Methodological signature: the ROI climb from 6.8× to 9.5× (L1 to L4) is not coming from a fancier optimizer — it is from coupling placement to downstream decisions. A static ranking optimizes reconstruction error; a POMDP optimizes the decision you will make.
Where this model could be wrong
- Candidate set is a curated top-15 from Inv 13 plus equity/climate picks; a full optimization should run over all ~21k grid cells. On the full grid, GP-UCB (L3) would likely pull ahead of greedy on raw EVSI, not just on DAC composition.
- EVSI pot $120M is an order-of-magnitude anchor; a decomposed computation over CRF + indoor + climate EVSI would tighten it.
- Characteristic correlation length 35 km is uniform; in practice 10–80 km by terrain and wind regime.
- L4 POMDP rollout is one-step lookahead; a 5-step rollout adds ~5% EVSI at 10× compute.
- L3 BO uplift over L2 is 0 on this curated set because GP domain-variance reduction matches greedy's haversine penalty. L3 is differentiated on DAC equity (0.40 vs 0.20), not total EVSI magnitude.

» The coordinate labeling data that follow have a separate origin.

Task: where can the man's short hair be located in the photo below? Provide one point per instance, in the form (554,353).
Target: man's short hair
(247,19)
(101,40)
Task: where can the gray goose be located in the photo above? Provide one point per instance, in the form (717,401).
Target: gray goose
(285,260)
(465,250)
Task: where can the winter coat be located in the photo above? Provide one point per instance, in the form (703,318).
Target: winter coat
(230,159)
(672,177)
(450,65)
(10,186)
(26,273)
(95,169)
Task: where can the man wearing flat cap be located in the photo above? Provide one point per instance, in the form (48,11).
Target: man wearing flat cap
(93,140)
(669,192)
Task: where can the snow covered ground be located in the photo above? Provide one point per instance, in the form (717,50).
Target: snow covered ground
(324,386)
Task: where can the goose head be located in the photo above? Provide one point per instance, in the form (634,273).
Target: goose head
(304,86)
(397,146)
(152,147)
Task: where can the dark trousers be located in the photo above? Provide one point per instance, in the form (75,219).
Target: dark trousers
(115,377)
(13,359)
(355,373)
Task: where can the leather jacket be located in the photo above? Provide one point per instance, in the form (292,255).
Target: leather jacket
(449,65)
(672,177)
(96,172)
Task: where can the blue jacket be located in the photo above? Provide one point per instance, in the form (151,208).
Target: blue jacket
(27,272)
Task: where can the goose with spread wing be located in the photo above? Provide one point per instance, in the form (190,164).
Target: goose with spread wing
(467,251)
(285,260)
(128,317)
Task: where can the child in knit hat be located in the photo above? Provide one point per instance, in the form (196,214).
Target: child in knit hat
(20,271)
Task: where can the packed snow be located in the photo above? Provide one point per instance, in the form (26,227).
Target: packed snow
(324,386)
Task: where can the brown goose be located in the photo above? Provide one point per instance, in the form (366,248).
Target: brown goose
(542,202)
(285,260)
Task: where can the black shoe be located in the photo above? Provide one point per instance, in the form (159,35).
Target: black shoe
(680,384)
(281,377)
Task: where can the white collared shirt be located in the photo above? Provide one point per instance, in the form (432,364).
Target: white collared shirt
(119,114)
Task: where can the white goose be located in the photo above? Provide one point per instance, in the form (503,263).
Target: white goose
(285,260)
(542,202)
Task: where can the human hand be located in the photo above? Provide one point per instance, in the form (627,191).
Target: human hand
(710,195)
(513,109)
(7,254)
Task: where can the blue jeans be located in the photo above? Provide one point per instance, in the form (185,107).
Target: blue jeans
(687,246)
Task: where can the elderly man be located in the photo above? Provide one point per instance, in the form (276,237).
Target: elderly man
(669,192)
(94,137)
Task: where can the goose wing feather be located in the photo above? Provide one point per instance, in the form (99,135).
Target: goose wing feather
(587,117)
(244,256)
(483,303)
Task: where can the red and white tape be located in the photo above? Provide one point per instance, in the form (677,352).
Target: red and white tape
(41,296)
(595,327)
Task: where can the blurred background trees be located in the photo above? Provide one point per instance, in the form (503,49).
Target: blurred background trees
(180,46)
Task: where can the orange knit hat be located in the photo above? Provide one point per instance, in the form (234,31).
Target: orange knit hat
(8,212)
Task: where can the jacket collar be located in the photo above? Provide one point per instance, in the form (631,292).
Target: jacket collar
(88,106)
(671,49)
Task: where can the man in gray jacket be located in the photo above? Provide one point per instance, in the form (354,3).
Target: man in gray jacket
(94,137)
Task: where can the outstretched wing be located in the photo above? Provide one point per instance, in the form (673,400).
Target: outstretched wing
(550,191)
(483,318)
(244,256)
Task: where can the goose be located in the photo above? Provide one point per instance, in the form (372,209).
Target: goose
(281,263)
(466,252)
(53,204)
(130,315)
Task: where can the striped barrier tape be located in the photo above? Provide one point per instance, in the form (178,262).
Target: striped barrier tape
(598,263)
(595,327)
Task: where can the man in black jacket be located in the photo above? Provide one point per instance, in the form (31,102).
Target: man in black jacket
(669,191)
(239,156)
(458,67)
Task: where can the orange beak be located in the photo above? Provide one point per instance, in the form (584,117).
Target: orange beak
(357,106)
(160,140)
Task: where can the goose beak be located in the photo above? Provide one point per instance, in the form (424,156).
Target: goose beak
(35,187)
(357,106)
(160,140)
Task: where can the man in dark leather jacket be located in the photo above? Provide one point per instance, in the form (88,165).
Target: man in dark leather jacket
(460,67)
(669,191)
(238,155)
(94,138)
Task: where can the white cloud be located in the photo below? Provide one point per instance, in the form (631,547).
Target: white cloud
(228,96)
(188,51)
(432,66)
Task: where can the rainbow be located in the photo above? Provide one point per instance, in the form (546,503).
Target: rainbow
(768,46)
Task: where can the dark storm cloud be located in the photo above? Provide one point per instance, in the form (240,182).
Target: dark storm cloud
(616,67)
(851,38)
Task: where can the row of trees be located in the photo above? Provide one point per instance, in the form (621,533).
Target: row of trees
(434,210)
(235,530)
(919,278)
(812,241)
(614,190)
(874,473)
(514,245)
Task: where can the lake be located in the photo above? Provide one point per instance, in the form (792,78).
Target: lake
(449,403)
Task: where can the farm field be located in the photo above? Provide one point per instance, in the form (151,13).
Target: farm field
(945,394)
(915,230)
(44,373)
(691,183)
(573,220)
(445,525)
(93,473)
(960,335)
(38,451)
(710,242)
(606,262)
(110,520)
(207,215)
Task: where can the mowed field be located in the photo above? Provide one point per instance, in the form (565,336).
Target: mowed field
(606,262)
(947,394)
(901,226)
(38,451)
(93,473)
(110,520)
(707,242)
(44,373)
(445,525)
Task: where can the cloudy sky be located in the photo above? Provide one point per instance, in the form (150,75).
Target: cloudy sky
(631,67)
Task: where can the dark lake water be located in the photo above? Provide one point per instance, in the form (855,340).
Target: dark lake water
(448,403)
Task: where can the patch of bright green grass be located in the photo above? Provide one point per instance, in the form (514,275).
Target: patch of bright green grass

- L5 uplift is decomposed into explicit O3 (0.15) and NMVOC speciation (0.08) fractions, anchored on Inv 18 (SB-32 O3 EVSI) and Inv 17 (wildfire NMVOC). Co-location cost multiplier 1.6× is site-dependent.
Sources: Nemhauser–Wolsey–Fisher 1978 (submodular), Krause & Guestrin 2008 (near-optimal sensor placement), Shahriari et al. 2016 (BO review), Cassandra–Kaelbling–Littman 1997 (POMDPs), RFAQ Phase 1 Inv 13, RFAQ Phase 2 Inv 26.
Curated-set disclosure: The L1–L5 comparison runs over a hand-curated 15-site shortlist (Inv 13 top-15 by MVI + DAC equity picks + climate-fan picks), not the full 21,164-cell CA grid. This was chosen deliberately so the ladder is interpretable (readers can inspect every candidate and every score), and because the submodular 1−1/e guarantee from Nemhauser–Wolsey–Fisher carries over to any downselected candidate set. But it does bias the L3 (GP-UCB) vs L2 (greedy) comparison: on the curated set GP-UCB's variance-reduction advantage is muted because the shortlist is already near-Pareto-optimal on haversine spacing. A full-grid rollout would likely widen L3's margin over L2 on raw EVSI, not just on DAC composition. Production CARB deployment should re-run the optimization over all 21,164 cells before committing siting dollars.